En especial, el destrato se dio de parte del oficial principal Suárez Sosa. Se le adjudicó actos de hostigamiento, humillaciones públicas y violencia psicológica.

“Después de que el oficial Suarez cometiera varios actos de hostigamiento y de maltrato, en agosto mi hija presentó un informe, citó los hechos y habló sobre dos cadetes de primer año con las que tenía excelente relación y que de un día para el otro comenzaron a maltratarla. En lugar de tomar las medidas  correspondientes, él la presentó ante toda la compañía como ‘una líder conflictiva´, alguien a quien los cadetes no debían seguir”, reveló el abogado

También dijo que pese a estar entre los primeros promedios del instituto, con un puntaje destacado en los sectores “académico”, “físico” y “cuerpo”, las capacidades de Ailín para continuar su proceso de formación eran puestas en duda frente al resto de los aspirantes.

“Se hizo trascender a través de algunos medios de prensa que mi hija es irrespetuosa, soberbia. Se supone que hay un mecanismo disciplinario en el instituto que permite corregir, oportunamente, cualquier conducta del cadete que contraríe las reglas del poder disciplinario. Si fuera así, en un año mi hija debería tener varias sanciones por esta causa, pero no tiene ninguna. Como dije, o falla el mecanismo disciplinario del instituto o ella no cometió ninguna de estas infracciones”, afirmó el abogado.

Enrique Alejandro Miranda formó parte de la fuerza de seguridad  provincial durante 27 años y se retiró con el grado comisario mayor y jefe del Departamento de Operaciones.

En el acuartelamiento que tuvo lugar durante dos semanas en agosto de 2013 en el Gobierno de Claudio Poggi, fue uno de los abogados de los policías que tomaron la medida.

Miranda indicó que su hija fue sancionada con “tres días de arresto” porque según la instructora Becerra dijo una palabra obscena.

“No especificó en la sanción que día constató la falta, hora y lugar. Eso es fundamental porque a cualquiera que se le aplique una sanción, se le deben dar las circunstancias de la irregularidad para que ejerza su derecho a defensa”, manifestó.

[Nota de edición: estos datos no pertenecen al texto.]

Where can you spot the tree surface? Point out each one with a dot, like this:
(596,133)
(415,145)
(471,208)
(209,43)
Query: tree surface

Cuando presentó un recurso frente a la medida, Ailín fue citada al despacho del director de la escuela de cadetes, quien negó la posibilidad de contradecir lo dispuesto por un instructor.

“Le dijo que él no le tenía miedo a la familia, haciendo clara alusión a mí y que no le iba a permitir cuestionar a un instructor, es más le hizo hacer movimientos vivos, lo que comúnmente se conoce como ´el baile´ a raíz de esto”, explicó el abogado dijo que “no soy bien visto dentro de la cúpula policial ni dentro del Gobierno”.

Durante esa reunión en el despacho, Cuello también consignó a Ailín que no estaba capacitada para continuar con su formación, y que no lograría su objetivo de recibirse. Producto de esa situación violenta, la cadete sufrió una crisis nerviosa.

La joven de 26 años en la actualidad está con licencia psiquiátrica por 30 días. El doctor Juan Carlos Di Genaro emitió un certificado médico por “neurosis de angustia y acoso psicológico laboral e institucional´.

El abogado adjudicó el problema de su hija a su paso por la fuerza y a su condición de asesor letrado de efectivos.

“Yo he representado a todos los policías cada vez que le han reclamado al Gobierno por dignidad institucional más que por sueldos. Entonces, evidentemente no soy bien visto dentro de la cúpula policial ni dentro del Gobierno de la provincia. Entonces cada vez que el Gobierno, a través de alguno de sus funcionarios, me puede hacer sentir la represalia por estos actos que yo he tenido defendiendo la institución policial lo hacen, y creo que esta es una de esas represalias”, manifestó.